Personal information
- Full name: Kenneth Henderson
- Born: 1889 Argentina
- Died: 30 January 1973 (aged 83/84) Argentina
- Batting: Unknown

Career statistics
| Competition | First-class |
| Matches | 7 |
| Runs scored | 481 |
| Batting average | 37.00 |
| 100s/50s | –/4 |
| Top score | 85 |
| Catches/stumpings | 1/– |
- Source: Cricinfo, 27 January 2022

= Kenneth Henderson (cricketer) =

Anglo-Argentine cricketer and footballer

Kenneth Henderson (1889 – 30 January 1973) was an Anglo-Argentine first-class cricketer.
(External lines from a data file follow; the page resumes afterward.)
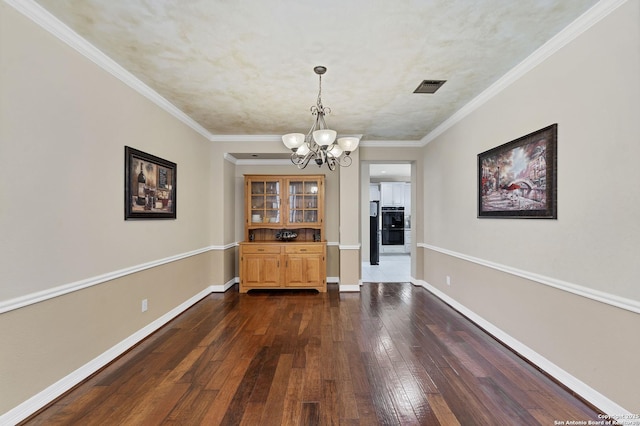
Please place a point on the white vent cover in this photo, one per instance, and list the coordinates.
(429, 86)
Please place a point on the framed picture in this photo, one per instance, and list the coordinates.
(149, 186)
(518, 179)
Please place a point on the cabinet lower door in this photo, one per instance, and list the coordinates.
(304, 270)
(261, 270)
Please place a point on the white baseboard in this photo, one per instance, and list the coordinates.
(224, 287)
(41, 399)
(588, 393)
(349, 287)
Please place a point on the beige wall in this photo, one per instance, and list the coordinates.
(591, 89)
(63, 128)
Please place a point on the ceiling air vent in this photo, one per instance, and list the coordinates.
(429, 86)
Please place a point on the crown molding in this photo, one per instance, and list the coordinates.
(246, 138)
(585, 21)
(264, 162)
(57, 28)
(392, 144)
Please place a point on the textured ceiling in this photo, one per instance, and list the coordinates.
(245, 67)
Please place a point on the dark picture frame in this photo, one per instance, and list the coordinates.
(519, 178)
(150, 186)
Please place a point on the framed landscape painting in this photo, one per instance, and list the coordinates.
(518, 179)
(149, 186)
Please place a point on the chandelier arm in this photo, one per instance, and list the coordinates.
(342, 161)
(321, 154)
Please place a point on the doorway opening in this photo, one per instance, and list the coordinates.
(388, 230)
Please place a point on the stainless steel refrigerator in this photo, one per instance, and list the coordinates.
(374, 220)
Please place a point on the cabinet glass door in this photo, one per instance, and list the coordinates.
(265, 202)
(303, 201)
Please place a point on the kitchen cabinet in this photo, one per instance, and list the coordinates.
(284, 243)
(392, 194)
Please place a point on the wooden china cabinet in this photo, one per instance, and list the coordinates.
(284, 246)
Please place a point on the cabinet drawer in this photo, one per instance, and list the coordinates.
(304, 249)
(249, 249)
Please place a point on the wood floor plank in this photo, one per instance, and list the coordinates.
(392, 354)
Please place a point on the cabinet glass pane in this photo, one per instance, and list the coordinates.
(257, 187)
(311, 187)
(272, 187)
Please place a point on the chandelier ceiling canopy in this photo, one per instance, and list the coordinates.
(320, 144)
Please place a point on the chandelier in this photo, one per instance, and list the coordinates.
(320, 144)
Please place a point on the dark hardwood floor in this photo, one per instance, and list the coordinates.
(390, 355)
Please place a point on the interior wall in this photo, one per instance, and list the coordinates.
(591, 248)
(63, 135)
(63, 128)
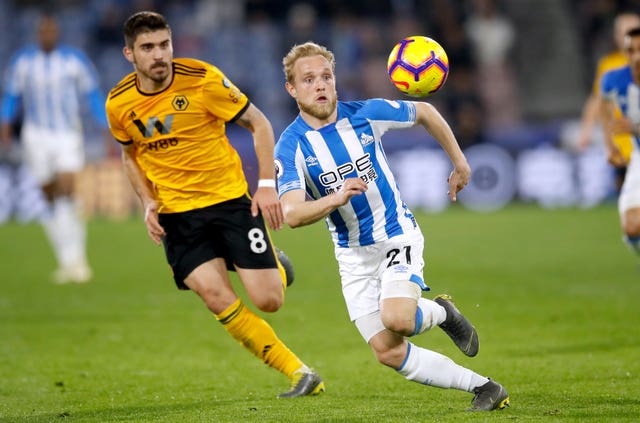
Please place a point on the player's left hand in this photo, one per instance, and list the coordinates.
(457, 180)
(266, 200)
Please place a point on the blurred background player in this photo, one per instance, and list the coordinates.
(621, 90)
(333, 153)
(622, 23)
(170, 118)
(47, 84)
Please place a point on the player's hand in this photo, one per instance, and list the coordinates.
(458, 179)
(615, 157)
(621, 126)
(266, 200)
(155, 231)
(350, 188)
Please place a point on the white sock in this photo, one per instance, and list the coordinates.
(72, 232)
(52, 230)
(428, 314)
(434, 369)
(633, 242)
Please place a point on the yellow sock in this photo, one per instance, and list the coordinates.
(259, 338)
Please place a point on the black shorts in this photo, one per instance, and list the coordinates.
(225, 230)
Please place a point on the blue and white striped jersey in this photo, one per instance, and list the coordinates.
(319, 161)
(617, 85)
(49, 87)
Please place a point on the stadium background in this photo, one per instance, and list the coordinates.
(520, 72)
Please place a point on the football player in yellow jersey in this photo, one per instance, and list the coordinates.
(619, 153)
(169, 117)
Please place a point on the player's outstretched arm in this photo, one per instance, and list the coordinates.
(611, 126)
(437, 126)
(298, 211)
(265, 199)
(143, 188)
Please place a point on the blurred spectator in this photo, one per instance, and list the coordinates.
(492, 36)
(47, 83)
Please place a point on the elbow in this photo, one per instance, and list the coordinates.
(292, 221)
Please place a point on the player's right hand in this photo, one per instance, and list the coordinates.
(350, 188)
(155, 231)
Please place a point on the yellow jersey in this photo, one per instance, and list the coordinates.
(179, 135)
(612, 61)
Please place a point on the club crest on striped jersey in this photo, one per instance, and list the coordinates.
(366, 139)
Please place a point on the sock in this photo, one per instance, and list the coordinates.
(428, 314)
(259, 338)
(633, 242)
(434, 369)
(52, 230)
(72, 232)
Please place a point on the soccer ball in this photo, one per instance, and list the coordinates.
(418, 66)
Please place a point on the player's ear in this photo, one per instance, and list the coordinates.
(290, 89)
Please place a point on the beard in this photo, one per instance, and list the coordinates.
(154, 76)
(319, 111)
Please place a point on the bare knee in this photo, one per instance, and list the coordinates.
(264, 286)
(391, 355)
(269, 302)
(631, 223)
(399, 323)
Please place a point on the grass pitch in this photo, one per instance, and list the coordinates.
(553, 294)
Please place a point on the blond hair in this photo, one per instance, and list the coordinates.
(305, 50)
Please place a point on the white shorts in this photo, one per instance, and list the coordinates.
(362, 270)
(47, 152)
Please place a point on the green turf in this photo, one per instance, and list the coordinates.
(554, 295)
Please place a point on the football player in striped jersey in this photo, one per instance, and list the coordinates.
(330, 165)
(48, 83)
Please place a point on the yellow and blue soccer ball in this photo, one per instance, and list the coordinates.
(418, 66)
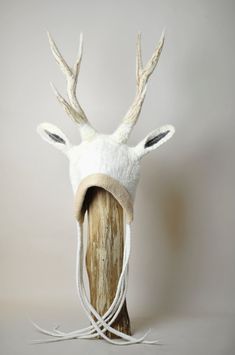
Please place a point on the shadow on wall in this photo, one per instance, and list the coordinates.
(189, 247)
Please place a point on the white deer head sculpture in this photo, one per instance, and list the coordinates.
(105, 161)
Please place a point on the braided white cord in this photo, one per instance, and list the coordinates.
(108, 318)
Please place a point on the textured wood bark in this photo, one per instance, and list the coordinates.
(105, 253)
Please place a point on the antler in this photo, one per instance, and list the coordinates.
(73, 108)
(142, 75)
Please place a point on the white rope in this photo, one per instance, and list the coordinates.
(111, 314)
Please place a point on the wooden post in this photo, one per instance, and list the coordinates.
(105, 253)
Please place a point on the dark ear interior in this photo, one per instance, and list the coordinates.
(55, 137)
(154, 140)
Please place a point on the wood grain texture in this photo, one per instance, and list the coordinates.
(105, 253)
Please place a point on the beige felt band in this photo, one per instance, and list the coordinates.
(109, 184)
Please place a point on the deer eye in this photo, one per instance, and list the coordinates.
(155, 139)
(55, 137)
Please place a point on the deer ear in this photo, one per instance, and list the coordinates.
(154, 139)
(53, 135)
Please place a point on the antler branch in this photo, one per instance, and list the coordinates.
(142, 76)
(73, 108)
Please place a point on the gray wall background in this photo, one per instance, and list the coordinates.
(183, 257)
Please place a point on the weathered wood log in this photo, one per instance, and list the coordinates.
(105, 253)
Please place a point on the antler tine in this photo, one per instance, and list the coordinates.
(142, 76)
(73, 108)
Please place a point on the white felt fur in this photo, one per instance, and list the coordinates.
(102, 154)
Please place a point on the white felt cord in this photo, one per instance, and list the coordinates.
(111, 313)
(94, 330)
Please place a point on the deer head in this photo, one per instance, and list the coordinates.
(102, 153)
(110, 162)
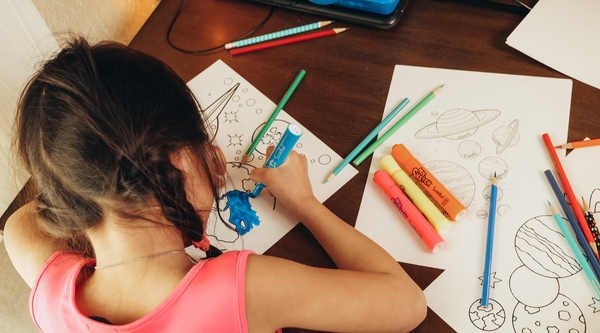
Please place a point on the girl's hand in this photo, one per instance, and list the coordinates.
(289, 182)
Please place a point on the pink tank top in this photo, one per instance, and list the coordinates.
(210, 298)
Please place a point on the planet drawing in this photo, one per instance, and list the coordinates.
(457, 124)
(563, 315)
(532, 289)
(506, 136)
(487, 318)
(544, 250)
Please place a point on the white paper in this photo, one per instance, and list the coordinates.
(25, 41)
(504, 117)
(564, 36)
(538, 286)
(236, 114)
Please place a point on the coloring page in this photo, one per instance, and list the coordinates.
(236, 112)
(478, 125)
(536, 284)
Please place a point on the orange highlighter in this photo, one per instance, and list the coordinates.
(456, 210)
(411, 214)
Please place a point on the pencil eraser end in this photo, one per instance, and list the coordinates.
(383, 180)
(388, 164)
(401, 154)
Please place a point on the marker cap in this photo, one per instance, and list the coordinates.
(389, 164)
(401, 153)
(383, 180)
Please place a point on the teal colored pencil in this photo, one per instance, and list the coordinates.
(274, 115)
(578, 255)
(366, 140)
(396, 126)
(487, 271)
(278, 34)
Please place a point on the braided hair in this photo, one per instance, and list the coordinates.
(99, 123)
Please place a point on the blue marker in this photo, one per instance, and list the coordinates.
(281, 151)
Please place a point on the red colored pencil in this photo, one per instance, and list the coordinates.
(580, 144)
(569, 190)
(287, 41)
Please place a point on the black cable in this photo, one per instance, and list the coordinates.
(217, 47)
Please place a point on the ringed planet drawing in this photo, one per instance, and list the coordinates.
(457, 124)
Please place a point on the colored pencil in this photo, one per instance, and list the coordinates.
(368, 139)
(287, 41)
(487, 271)
(573, 221)
(575, 248)
(580, 144)
(274, 115)
(278, 34)
(589, 217)
(396, 126)
(569, 190)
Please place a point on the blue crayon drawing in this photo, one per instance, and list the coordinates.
(241, 213)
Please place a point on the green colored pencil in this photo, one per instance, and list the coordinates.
(396, 126)
(274, 115)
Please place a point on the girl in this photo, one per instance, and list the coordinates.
(125, 176)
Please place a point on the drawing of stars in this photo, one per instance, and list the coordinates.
(595, 305)
(493, 280)
(231, 116)
(235, 140)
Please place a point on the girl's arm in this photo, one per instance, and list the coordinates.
(370, 292)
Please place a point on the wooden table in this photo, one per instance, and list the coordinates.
(342, 97)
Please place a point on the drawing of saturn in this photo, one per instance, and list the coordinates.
(457, 124)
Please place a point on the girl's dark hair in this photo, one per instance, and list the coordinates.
(98, 124)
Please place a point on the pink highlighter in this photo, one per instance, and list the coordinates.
(411, 214)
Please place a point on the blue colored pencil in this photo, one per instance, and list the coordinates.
(574, 223)
(274, 35)
(485, 298)
(580, 258)
(280, 153)
(366, 140)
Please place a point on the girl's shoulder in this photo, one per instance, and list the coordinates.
(27, 245)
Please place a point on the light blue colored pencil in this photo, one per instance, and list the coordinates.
(485, 298)
(368, 139)
(580, 258)
(278, 34)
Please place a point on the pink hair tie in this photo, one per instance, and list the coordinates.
(203, 244)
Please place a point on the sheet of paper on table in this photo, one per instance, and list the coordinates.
(236, 112)
(479, 123)
(562, 35)
(537, 284)
(25, 41)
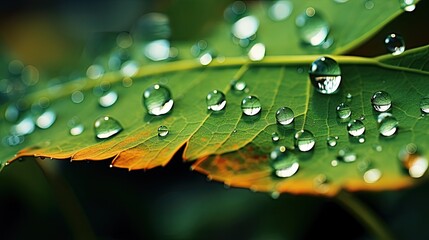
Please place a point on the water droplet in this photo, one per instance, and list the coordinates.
(312, 28)
(325, 75)
(46, 119)
(157, 100)
(251, 105)
(280, 10)
(332, 141)
(412, 161)
(381, 101)
(356, 128)
(395, 44)
(75, 126)
(257, 52)
(108, 99)
(95, 71)
(304, 140)
(163, 131)
(372, 175)
(346, 155)
(424, 105)
(284, 116)
(106, 127)
(77, 97)
(245, 27)
(157, 50)
(343, 111)
(387, 124)
(275, 137)
(216, 100)
(408, 5)
(283, 162)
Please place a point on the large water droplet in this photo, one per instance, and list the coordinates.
(257, 52)
(424, 105)
(413, 161)
(251, 105)
(284, 116)
(157, 100)
(343, 111)
(280, 10)
(394, 43)
(387, 124)
(216, 100)
(283, 162)
(106, 127)
(304, 140)
(325, 75)
(356, 128)
(108, 99)
(46, 119)
(245, 27)
(408, 5)
(312, 28)
(381, 101)
(163, 131)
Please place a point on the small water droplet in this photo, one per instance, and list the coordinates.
(413, 161)
(251, 105)
(284, 116)
(46, 119)
(304, 140)
(275, 137)
(106, 127)
(424, 105)
(346, 155)
(381, 101)
(108, 99)
(257, 52)
(77, 97)
(280, 10)
(245, 27)
(387, 124)
(395, 44)
(356, 128)
(408, 5)
(325, 75)
(157, 100)
(312, 28)
(332, 141)
(215, 100)
(343, 111)
(283, 162)
(163, 131)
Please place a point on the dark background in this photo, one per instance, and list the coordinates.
(81, 200)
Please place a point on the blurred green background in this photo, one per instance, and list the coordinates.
(81, 200)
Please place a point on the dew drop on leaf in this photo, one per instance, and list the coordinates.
(304, 140)
(381, 101)
(395, 44)
(424, 105)
(284, 116)
(312, 28)
(215, 100)
(283, 162)
(108, 99)
(356, 128)
(343, 111)
(106, 127)
(163, 131)
(387, 124)
(325, 75)
(157, 100)
(251, 105)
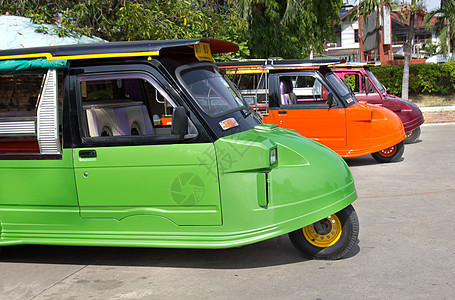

Henderson was born in Argentina in 1889. He made his debut in first-class cricket for Argentina against the touring Marylebone Cricket Club (MCC) in December 1926, with him playing three further matches against them in January. Three years later he made a further three first-class appearances for Argentina against Sir Julien Cahn's XI in March 1930. Playing as a middle order batsman, he scored 481 runs in his seven first-class appearances, at an average of 37.00; he made four half centuries, with a highest score of 85 against Sir Julien Cahn's XI. Henderson died in Argentina in January 1973.